KENT, MÜCADELE VE BELEDİYE BAŞKANI

“Kent, Sınıf, İktidar” adlı çalışmasında Manuel Castells, kentlerin mücadele alanı haline gelmesi sürecini çok güzel tespitlerle anlatır. Orta gelir grubu, işçi sınıfı ile birlikte kent savunma mevziinde yan yanadır, talepleri benzerdir. Castells önderlik kısmında beyaz yakalılar- orta sınıf mensuplarını öne çıkarır eserinde ve kentlerin yeniden şekillendirilmesinin toplumsal mücadeleler açısından yeni kapılar araladığı tespitinde bulunur.

David Harvey ise benzer bir pencereden bakarak biraz daha farklı tespitlerde bulunur. Harvey’e göre büyük üretim tesisleri büyük şehirlerin merkezini terk eder ve artık daha az insan gücüne ihtiyaç duyar. Durum böyle olunca işçi sınıfı mensupları kent içi ekonomide kendisine yer bulur. Daha yoğun olarak hizmet sektöründe çalışmaya başlayan kentli işçiler… Aslında daha kırılgan bir durum vardır çünkü güvence, sendika vs yoktur artık. Harvey buradan büyük bir hareket beklemektedir.

Birbirlerine karşıt gibi görünse de birbiriyle bağlantılı olan süreçler Castells ve Harvey’in tarif ettikleri. Her ikisi de toplum mücadelelerin yönünün ekonomik meseleler ile birlikte kentsel mücadele alanına kaydığını tespit eder.

Dönelim İstanbul’a. İktidar ve medyası her türlü çarpıtmada bulunmuş olsa da Gezi Parkı’nın dönüştürülmek istenmesi üzerine başlayan mücadeleler bir kentli tepkisidir. Dini söylemler üzerinden iktidar etrafında tutulan mahalleler dışında İstanbul’daki her mahallede yansımaları da görüldü. Orta-üst sınıfın yaşadığı semtlerde de alt gelir grubunun yaşadığı semtlerde de çeşitli hareketler yaşandı ve kent sorunlarının tartışıldığı semt meclisleri kurulan yerler oldu. Gerçekten önemli bir deneyimdi. Ancak temel sıkıntısı önderlik noktasında oldu. Kitle geleneksel örgüt ve önderlik modellerini kabul etmedi ama kendisi de yerine bir şey koyamadı.

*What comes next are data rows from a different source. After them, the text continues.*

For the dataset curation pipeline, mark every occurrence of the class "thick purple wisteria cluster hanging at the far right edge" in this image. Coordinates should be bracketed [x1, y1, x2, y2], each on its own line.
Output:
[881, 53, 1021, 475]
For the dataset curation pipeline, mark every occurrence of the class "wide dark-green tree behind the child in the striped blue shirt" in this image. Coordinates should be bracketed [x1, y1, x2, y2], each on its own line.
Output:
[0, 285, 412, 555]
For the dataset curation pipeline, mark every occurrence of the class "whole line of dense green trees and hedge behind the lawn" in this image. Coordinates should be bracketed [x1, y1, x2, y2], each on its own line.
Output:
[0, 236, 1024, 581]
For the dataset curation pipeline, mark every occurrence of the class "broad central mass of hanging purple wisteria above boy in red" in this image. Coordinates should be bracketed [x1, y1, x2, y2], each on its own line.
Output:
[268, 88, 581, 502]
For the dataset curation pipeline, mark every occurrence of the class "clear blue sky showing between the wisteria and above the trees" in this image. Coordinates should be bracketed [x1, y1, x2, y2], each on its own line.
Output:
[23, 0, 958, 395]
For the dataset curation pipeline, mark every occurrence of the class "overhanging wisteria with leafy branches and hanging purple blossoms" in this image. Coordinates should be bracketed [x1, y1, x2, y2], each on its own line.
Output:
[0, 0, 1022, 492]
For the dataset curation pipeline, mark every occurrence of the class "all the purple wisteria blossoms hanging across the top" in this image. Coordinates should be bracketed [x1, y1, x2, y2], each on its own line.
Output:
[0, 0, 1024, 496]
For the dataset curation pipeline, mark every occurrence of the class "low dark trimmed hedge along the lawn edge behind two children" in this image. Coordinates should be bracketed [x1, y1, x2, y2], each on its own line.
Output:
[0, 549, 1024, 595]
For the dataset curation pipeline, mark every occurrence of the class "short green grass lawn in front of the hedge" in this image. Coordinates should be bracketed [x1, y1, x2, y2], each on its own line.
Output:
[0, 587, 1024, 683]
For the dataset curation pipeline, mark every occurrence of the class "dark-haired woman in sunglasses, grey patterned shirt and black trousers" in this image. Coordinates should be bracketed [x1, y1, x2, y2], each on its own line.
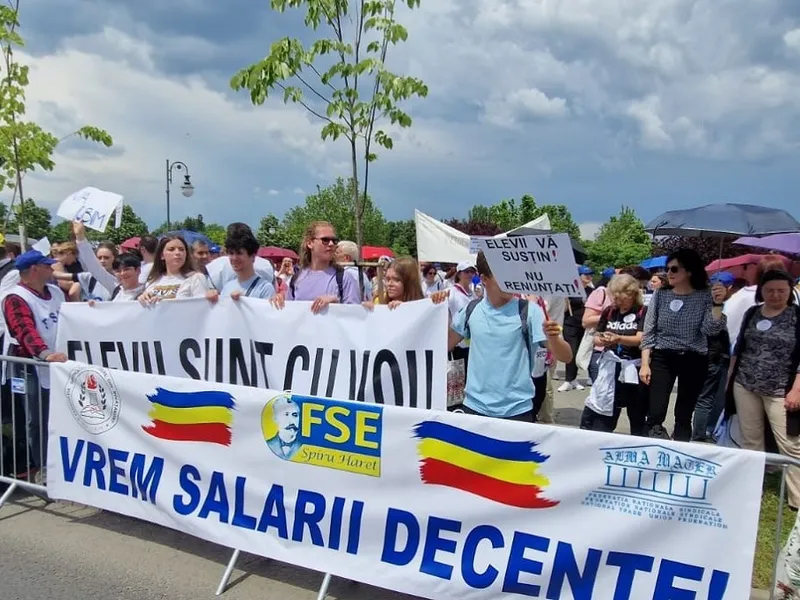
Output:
[639, 248, 727, 442]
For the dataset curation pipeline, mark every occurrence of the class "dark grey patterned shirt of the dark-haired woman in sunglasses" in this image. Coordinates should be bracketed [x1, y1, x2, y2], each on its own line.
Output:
[642, 289, 725, 354]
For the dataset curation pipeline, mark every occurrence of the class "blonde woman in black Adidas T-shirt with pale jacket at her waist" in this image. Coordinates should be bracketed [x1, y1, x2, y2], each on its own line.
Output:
[581, 275, 648, 436]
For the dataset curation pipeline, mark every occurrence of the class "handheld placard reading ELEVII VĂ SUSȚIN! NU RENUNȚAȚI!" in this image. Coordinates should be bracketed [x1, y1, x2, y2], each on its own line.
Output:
[478, 233, 585, 298]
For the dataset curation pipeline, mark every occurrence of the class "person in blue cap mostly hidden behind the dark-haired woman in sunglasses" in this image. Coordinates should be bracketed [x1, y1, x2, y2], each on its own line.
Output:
[692, 271, 736, 442]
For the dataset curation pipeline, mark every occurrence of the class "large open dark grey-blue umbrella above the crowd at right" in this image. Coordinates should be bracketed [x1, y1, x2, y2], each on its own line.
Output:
[645, 204, 800, 237]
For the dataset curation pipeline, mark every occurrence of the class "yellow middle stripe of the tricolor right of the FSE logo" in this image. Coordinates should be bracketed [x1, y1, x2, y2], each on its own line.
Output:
[418, 438, 550, 488]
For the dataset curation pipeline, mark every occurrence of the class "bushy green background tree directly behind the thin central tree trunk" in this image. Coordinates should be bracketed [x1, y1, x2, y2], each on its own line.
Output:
[283, 177, 387, 248]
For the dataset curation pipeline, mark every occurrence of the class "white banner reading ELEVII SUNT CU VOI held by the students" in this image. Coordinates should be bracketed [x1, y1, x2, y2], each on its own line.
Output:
[57, 297, 447, 410]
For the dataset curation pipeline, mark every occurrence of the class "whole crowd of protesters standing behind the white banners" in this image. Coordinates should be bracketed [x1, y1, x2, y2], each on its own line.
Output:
[0, 222, 800, 507]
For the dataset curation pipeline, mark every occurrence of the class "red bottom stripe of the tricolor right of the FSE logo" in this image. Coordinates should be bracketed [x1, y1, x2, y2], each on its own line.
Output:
[420, 458, 558, 508]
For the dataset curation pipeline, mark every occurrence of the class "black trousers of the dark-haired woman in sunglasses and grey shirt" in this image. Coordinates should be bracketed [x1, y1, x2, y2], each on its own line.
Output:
[647, 349, 708, 442]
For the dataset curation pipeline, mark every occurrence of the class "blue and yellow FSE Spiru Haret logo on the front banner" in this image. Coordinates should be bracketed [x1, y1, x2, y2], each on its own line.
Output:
[261, 392, 383, 477]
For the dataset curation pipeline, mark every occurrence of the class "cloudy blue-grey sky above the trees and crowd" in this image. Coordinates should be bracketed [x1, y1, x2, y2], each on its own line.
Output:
[10, 0, 800, 237]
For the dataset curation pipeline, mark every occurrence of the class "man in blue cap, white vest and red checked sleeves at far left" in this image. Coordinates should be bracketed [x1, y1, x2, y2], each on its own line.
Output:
[3, 250, 67, 482]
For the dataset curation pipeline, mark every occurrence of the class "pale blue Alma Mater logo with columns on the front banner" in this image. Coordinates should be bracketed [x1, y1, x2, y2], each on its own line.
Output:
[583, 444, 728, 529]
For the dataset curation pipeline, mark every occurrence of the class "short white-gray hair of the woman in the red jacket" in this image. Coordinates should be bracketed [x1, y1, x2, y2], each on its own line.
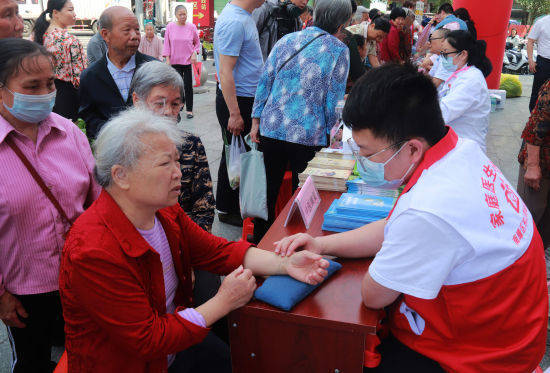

Bugün ise başka bir kentsel mücadele ile karşı karşıyayız: Kanal İstanbul

Bir türlü gelemeyen kışın tam da geldiği günlerde çok sayıda İstanbullu Çevre ve Şehircilik İl Müdürlüğü önüne ÇED raporuna itiraz etmek için akın etti. Çevremden gördüğüm kimse soğuğu bahane etmedi ve yaşadığı kent için bir gününü buna ayırmış oldu.

Gezi Parkı etrafında şekillenen eylemlerden farklı olarak ise bu sefer çok net bir önderlik de oluşmuş durumda. Üstelik bu önderlik çok da meşru bir makam üzerinden ortaya çıktı: İstanbul Büyükşehir Belediyesi Başkanı Ekrem İmamoğlu.

Görünen o ki; İstanbul Büyükşehir Belediyesi, İstanbul’da hayata geçirilmeye çalışılan akıl dışı ancak rantı yüksek projelerde İstanbul’un hakkını savunacak. Kreş, süt, meslek edindirme gibi hizmetlerle kent yoksulu kitlelerin de desteğini alan 16 Milyon kişinin yaşadığı bir kentin belediye başkanının önünde kolay kolay bir güç duramaz.

Kent mücadelesine de iyi geldin İmamoğlu diyorum.

Yazımızı bitirirken ilginç bulduğum bir detayı paylaşmak isterim: Halk diyebileceğimiz kitle o soğukta on metrelerce kuyruk oluşturup itiraz dilekçelerini teslim etmek için beklerken; sol-sosyalist örgütlerin birçoğu sıcak binalarında dilekçelerini toplayıp toplu teslim ettiler. Somut olarak öne çıkan veri kaç dilekçenin teslim edildiği olacağı için arkadaşlarımız bu sürece katkı vermiş oldular tabii ancak şu soruyu da sormadan geçemiyorum: Halkla aynı kaderi paylaşmayandan ‘öncü’ olur mu?